そんな冴の驚く様子を別の理由と思ったのか、都は顔を上げて彼女に問いかけた。
「やっぱりいきなり渡したら変?」
全然、と冴は優しく微笑む。
「いいと思うわよ。」
その言葉に、都は小さく頷く。
散々見比べて、金属製のフレームをわざとアンティーク調に仕上げたものに決めた。財布の中身で足りるか心配だったが、冴が割り引き特典のある会員証を渡してくれたのでほっとする。
「都ちゃん、アンティークっぽいとか古いもの好きよね。」
「それ、栄一郎さんにもらったカメラのこと?」
「うちにある食器も。あれ、朝子が実家から持ってきたものだから、そこそこ古いはずよ。」
亡くなった母親の実家…というのが彼女の祖父母の家だったのは都も知っている。都が生まれた頃にはすでに跡形もなくなっていたが、商売を営んでいた名残で古いものが随分あったこと、両親を早くに亡くした朝子が、育ての親であった祖母…都の曾祖母を看取るまでそこに暮らしたことは聞いていた。

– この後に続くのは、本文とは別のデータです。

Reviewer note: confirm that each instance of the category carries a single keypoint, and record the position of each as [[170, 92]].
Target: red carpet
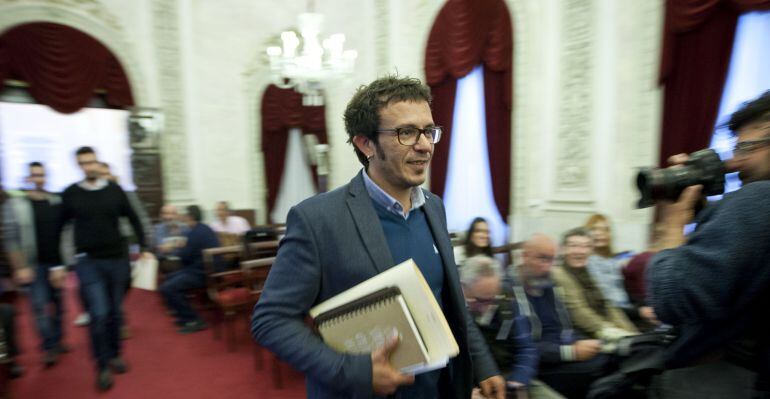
[[164, 364]]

「他にもいろいろあったんでしょうけど、親戚が全部処分したって言ってたわね。」
おかげで手元には何も残らなかった、と笑いながら話していたのを思い出す。
「古いものかぁ…意識したことないけど…」
「まぁ子供の時から見てりゃそうなるわね。そういう意味じゃ、フリューゲルなんて店の存在自体がアンティークよね。」
「そういえば、店の二階にも古いものがいっぱいあるって言ってた。」
でしょうね、と冴は苦笑する。
都は画材屋のロゴの入った袋を、大切そうに押し抱く。